The Conversation Analyzer feature transcribes recordings of calls, and provides analysis of those recordings. The analysis includes categorization of the processed text, and of words and phrases in the transcript. Conversation Analyzer uses substitution and categorization rules in a categorization profile to analyze and categorize text.
To configure Conversation Analyzer, you must have one or more categorization profiles for your account. Categorization profiles consist of categories, subcategories, categorization rules and substitution rules.
Supervisors and administrators can create and manage categorization profiles in Category Editor area of Vonage Contact Center. For information about accessing Category Editor, see Accessing and finding your way around Category Editor.
What are categorization profiles?
A categorization profile contains categories and subcategories for the Conversation Analyzer feature. Conversation Analyzer uses the profile to categorize transcripts of call recordings. The profile also contains any substitution rules you provide. Using the substitution rules, Conversation Analyzer refines the transcribed text. For information about managing categorization profiles, see Categorization profiles.
What are categories and subcategories?
A category is a collection of subcategories, which in turn contain a series of rules. Categories represent the key aspects that you are looking for in calls. . Each category has one or more subcategories.

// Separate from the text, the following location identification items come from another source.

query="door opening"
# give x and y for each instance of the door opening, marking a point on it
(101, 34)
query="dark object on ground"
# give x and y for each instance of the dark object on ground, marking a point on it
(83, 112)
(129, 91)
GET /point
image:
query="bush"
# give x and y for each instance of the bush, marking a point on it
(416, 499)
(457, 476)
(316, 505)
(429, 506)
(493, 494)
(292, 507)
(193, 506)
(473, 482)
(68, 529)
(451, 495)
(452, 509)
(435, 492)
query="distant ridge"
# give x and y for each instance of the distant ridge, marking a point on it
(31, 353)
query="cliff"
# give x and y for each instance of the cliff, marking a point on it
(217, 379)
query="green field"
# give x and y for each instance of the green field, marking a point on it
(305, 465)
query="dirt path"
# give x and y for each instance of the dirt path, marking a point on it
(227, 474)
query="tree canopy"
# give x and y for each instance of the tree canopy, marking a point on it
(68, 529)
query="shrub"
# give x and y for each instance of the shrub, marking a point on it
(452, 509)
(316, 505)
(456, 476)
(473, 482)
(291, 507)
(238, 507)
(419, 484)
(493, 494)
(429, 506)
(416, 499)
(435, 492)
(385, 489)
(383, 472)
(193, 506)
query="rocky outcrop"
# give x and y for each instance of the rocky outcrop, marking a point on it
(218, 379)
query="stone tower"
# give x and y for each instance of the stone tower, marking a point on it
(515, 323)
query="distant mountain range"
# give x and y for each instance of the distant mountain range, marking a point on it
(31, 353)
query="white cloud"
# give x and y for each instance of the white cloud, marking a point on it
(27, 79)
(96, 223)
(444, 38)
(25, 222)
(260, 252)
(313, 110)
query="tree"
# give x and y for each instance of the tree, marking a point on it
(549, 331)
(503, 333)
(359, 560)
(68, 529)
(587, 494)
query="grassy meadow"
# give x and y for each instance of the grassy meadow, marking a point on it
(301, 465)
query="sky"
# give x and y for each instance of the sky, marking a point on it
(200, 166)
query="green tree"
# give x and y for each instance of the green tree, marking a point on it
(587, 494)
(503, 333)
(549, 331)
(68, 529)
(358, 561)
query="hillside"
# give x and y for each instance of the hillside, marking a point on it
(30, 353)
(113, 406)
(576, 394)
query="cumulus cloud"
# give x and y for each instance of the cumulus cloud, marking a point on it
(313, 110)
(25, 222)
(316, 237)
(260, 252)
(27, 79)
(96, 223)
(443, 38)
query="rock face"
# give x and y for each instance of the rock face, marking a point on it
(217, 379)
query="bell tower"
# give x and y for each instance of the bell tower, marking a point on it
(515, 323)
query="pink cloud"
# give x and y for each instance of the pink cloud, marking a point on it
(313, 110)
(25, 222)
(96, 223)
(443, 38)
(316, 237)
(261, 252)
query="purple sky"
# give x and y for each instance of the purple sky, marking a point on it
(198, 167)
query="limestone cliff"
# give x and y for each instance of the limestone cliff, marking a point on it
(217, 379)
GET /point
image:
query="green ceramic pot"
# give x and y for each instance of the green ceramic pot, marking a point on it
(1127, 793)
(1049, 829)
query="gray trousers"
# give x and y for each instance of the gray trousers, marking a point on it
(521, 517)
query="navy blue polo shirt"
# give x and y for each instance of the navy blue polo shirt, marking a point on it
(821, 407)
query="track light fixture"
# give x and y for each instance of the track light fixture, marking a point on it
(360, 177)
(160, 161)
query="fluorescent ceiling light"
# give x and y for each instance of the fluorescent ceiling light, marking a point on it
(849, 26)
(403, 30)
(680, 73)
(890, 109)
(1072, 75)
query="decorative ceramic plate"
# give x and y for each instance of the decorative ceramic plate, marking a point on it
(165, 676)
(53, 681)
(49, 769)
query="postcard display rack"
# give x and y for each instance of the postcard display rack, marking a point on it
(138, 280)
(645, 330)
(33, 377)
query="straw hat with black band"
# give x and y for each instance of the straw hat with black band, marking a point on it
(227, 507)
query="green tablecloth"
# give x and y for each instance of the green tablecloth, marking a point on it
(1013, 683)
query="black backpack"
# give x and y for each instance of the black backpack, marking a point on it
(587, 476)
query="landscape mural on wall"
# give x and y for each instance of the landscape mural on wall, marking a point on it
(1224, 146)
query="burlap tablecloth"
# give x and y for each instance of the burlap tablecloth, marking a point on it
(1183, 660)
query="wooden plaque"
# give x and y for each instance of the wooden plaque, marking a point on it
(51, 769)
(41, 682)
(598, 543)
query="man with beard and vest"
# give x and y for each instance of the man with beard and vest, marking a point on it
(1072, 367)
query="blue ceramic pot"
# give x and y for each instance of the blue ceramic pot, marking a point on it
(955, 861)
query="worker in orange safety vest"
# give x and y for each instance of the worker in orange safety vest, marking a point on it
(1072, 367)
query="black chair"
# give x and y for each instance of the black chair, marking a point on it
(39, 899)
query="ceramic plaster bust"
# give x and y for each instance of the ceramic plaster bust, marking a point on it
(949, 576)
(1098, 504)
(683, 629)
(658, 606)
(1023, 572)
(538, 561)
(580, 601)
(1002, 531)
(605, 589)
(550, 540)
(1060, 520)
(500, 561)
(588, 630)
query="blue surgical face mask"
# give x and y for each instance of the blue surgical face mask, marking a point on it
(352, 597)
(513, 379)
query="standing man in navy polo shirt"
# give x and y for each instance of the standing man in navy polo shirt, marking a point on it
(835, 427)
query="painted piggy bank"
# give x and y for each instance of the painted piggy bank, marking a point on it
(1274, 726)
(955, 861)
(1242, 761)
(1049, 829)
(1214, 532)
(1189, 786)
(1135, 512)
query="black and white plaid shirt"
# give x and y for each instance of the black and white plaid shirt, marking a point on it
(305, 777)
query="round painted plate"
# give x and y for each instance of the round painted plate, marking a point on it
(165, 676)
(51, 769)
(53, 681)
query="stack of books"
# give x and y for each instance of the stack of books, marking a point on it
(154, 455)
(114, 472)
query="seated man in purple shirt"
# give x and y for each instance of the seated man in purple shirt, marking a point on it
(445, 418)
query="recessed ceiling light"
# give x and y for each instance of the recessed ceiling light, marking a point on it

Within the Politeness category, you could have a subcategory such as 'Thank client for calling'. The subcategory could look for phrases such as 'Please', 'Thank you' and 'You're welcome'. For information about managing categories and subcategories, see Profile categories and subcategories.
What are rules?
As part of transcribing recordings, Conversation Analyzer categorizes the textual contents of the transcript, by identifying specific words and phrases that correspond to defined categories. A category is a collection of subcategories, which in turn contain a series of rules. Each rule consists of a word or phrase and the party who used that word or phrase. If the transcript contains the word or phrase and was spoken by the specified party, the transcript matches the category. For information about managing rules, see Categorization rules.
What are substitution rules?
Substitution rules replace words that are often incorrectly transcribed, and improve the spelling of words. You will most likely require these rules for proper nouns, such as place, company or product names. For example, Conversation Analyzer may transcribe 'Basingstoke' as 'Beijing spoke'. Therefore you need to create rules that replace the incorrect word or words. Substitution rules also replace sensitive information such as credit card details. For information about managing substitution rules, see Substitution rules.